Taliban Goes on Beheading Spree in Afghanistan
The Taliban appears to be fully engaged in its yearly "spring offensive," which has been a season where the Islamist entities in the region dramatically ramp up attacks against the U.S.-led coalition forces in Afghanistan.
On Wednesday, Taliban insurgents in the Badakhshan province in Afghanistan kidnapped twenty-seven Afghan soldiers. Another 22 Afghan police were killed in the battle. Forty of the remaining soldiers were forced into a bunker where they have stored low quantities of both food and ammunition. Badakhshan’s local police chief said the nation was putting its best efforts towards finding the kidnapped officers.
According to the AP, the Taliban claimed responsibility in a message to the media. Another statement the Taliban released to the media praised the insurgent group's continuing efforts in its "Khaybar" offensive, named after the Koranic passage that details the story of Muhammad’s slaughter of Jews in the year 629 AD.
On Tuesday, a separate attack carried out by the Taliban resulted in the deaths of 16 Afghan police, eight of whom were later found executed by means of beheading. The deputy governor of the Afghan province commented afterwards, worrying the International Security Assistance Force (ISAF) wasn’t doing enough to stop the attacks. The Afghan deputy provincial governor told The New York Times, “ISAF has not provided us with any help. ISAF has not bombarded the insurgents; they have not shared any intelligence with our forces. We do not even know how many insurgents are there.”
ISAF is a U.S. and NATO-led security force in Afghanistan that was established by the United Nations in the aftermath of the September 11, 2001, Al Qaeda terror attacks on the United States.
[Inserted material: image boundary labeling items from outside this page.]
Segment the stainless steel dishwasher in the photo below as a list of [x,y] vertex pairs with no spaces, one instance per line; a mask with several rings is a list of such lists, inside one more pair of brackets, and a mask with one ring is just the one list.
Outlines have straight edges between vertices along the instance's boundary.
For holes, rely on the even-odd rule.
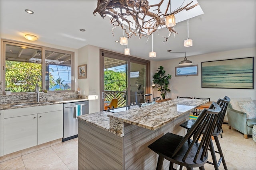
[[78,136],[78,120],[76,119],[76,105],[80,105],[82,115],[89,113],[89,102],[79,102],[63,104],[63,138],[68,141]]

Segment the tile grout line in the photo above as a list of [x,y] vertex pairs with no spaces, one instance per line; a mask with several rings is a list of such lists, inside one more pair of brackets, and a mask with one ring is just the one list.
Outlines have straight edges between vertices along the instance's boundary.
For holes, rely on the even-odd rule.
[[[54,146],[54,145],[53,145]],[[63,161],[63,160],[62,160],[62,159],[61,159],[61,158],[60,158],[60,157],[59,156],[59,155],[57,153],[56,153],[56,152],[54,151],[54,150],[52,148],[52,146],[50,146],[50,147],[51,148],[51,149],[52,149],[52,150],[53,151],[53,152],[55,153],[55,154],[56,154],[57,155],[57,156],[58,156],[58,157],[60,158],[60,160],[61,160],[61,161],[62,161],[62,162],[63,162],[63,163],[65,164],[65,165],[67,167],[67,168],[68,168],[68,169],[69,170],[70,170],[70,169],[68,168],[68,166],[66,165],[66,164],[65,163],[65,162],[64,162],[64,161]]]

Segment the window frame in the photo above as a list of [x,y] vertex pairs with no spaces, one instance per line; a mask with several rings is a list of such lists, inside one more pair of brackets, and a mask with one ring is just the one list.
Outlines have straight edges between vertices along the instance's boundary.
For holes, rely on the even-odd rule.
[[[2,93],[3,94],[5,94],[5,61],[6,61],[6,45],[11,45],[16,46],[22,46],[29,48],[33,48],[35,49],[38,49],[39,50],[42,50],[42,89],[46,89],[45,85],[45,51],[53,51],[56,52],[66,53],[67,54],[70,54],[71,56],[71,89],[70,90],[57,90],[57,91],[48,91],[48,92],[71,92],[75,91],[75,80],[74,78],[72,78],[75,76],[75,59],[74,59],[74,52],[70,51],[67,51],[66,50],[63,50],[59,49],[54,49],[53,48],[44,47],[39,45],[36,45],[32,44],[30,44],[23,42],[17,41],[15,41],[8,40],[6,39],[1,39],[1,68],[3,68],[2,70],[2,76],[1,77],[1,80],[2,81],[3,87],[2,87]],[[26,93],[25,92],[14,92],[14,93]]]

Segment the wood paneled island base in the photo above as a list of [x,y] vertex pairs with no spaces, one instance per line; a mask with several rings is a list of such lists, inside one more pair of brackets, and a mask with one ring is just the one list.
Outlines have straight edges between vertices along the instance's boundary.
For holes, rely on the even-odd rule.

The United States makes up approximately 64% of the more than 51,000 ISAF troops.
Amid all of the ongoing turmoil, Afghanistan has a presidential election on June 14. Former Foreign Minister Abdullah Abdullah is set to square off against former World Bank economist Ashraf Ghani. Security experts have warned that the elections create ripe conditions for attacks from militant Islamist forces.